On Christmas Day we went to church. None of us was a believer, but we wanted something special: music, the vault soaring above us. Friends shared lunch and afterwards we walked along the river.

Barely six weeks later, Nicola’s monthly test showed something stirring in her blood cells. She had just gone back to work three days a week.

The doctors wanted to repeat the test, but we both knew that the cancer had returned, that the storm was rising, that the few months of freedom we had enjoyed were just a painted

backdrop hung in a theatre, a last wish, a moment of grace.

For the first time, Nicola began to feel scared. She would need a bone marrow transplant and a long time in hospital while donor cells rebuilt her wrecked immune system.

At 2.06am, in late May 2016, I woke up suddenly, aware my phone had been ringing. There was a missed call from the hospital. When I rang back, they told me Nicola’s breathing had got worse. They’d decided to take her down to Intensive Care.
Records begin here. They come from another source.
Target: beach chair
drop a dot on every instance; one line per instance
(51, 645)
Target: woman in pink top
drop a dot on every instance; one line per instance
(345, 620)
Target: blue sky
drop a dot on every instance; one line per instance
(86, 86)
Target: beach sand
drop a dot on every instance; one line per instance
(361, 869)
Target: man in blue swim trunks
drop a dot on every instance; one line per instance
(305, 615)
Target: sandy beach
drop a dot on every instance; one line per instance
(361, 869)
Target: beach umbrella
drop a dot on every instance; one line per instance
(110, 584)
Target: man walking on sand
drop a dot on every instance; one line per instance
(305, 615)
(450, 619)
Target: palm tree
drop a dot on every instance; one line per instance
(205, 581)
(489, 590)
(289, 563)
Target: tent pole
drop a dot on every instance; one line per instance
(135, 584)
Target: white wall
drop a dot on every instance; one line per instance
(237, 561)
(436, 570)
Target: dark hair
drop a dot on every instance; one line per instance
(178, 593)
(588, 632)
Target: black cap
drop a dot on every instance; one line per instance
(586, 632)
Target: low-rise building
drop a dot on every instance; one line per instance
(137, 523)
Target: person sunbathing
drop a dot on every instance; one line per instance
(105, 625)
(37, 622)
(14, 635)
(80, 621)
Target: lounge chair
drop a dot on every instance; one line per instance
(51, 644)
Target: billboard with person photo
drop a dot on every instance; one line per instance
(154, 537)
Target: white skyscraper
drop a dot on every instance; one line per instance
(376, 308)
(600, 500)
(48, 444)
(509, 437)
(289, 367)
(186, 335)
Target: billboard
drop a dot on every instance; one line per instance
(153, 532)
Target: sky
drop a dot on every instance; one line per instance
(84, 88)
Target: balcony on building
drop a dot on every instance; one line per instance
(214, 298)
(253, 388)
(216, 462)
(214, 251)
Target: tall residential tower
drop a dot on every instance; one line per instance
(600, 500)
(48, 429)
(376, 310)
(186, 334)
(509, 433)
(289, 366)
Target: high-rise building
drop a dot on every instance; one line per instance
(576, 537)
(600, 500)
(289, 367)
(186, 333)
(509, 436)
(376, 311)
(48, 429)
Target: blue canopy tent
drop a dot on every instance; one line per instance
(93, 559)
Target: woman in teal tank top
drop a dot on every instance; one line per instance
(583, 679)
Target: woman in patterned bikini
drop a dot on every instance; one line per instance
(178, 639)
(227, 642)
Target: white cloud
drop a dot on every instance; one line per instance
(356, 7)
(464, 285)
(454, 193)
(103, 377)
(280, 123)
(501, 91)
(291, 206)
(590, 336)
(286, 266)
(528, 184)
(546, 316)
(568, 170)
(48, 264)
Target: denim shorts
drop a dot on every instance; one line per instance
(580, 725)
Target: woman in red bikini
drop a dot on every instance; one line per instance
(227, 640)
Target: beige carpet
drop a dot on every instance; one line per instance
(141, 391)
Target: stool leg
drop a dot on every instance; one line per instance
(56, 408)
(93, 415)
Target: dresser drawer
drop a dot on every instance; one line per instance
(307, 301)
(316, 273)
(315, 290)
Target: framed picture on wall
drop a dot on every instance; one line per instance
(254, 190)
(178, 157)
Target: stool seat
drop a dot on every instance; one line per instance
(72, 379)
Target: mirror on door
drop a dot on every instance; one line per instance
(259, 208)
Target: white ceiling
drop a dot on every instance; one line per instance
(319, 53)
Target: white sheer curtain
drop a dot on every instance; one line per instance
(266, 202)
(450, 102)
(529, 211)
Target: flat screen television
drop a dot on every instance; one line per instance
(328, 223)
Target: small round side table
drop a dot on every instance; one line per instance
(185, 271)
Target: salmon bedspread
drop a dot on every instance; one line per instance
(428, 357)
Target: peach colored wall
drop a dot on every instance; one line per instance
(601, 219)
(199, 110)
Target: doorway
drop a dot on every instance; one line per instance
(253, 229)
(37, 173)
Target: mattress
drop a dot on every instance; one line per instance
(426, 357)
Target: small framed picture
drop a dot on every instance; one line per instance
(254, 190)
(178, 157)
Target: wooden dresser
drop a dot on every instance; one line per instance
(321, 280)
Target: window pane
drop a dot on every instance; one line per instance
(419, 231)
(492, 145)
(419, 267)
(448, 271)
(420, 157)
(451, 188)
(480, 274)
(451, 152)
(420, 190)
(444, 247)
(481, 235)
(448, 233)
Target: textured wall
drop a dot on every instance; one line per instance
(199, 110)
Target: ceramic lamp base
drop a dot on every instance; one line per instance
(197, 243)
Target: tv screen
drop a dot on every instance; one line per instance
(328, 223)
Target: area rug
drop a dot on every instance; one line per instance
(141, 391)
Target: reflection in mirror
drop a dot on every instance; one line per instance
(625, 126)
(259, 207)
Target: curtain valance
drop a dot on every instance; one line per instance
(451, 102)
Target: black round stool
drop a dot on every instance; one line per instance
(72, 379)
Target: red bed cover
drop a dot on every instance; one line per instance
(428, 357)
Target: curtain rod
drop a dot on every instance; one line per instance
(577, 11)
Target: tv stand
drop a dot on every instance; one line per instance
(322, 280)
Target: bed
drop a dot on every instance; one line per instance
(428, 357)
When I found Nicola, her headscarf had come off. Her head looked small on the pillow.

‘We’ll see how she does in the morning,’ the consultant said, and left me to say goodnight to her.

I found a hand under blankets and wires, and squeezed it. Nicola seemed reassured to be in the ICU. ‘I’ll be fine. You need to get some sleep. Go home.’

Nicola was the thread that tied my life together. Our home was silent and cold, as it is today. Everything that mattered to me lay in that hospital bed. She was my home. I squeezed her hand one more time and left.

Sedation was the doctors’ proposal to stabilise her and relieve her tiring lungs. The consultant explained it to us: they would put her to sleep, then ‘intubate’ her — pass a tube down her throat to help her breathe.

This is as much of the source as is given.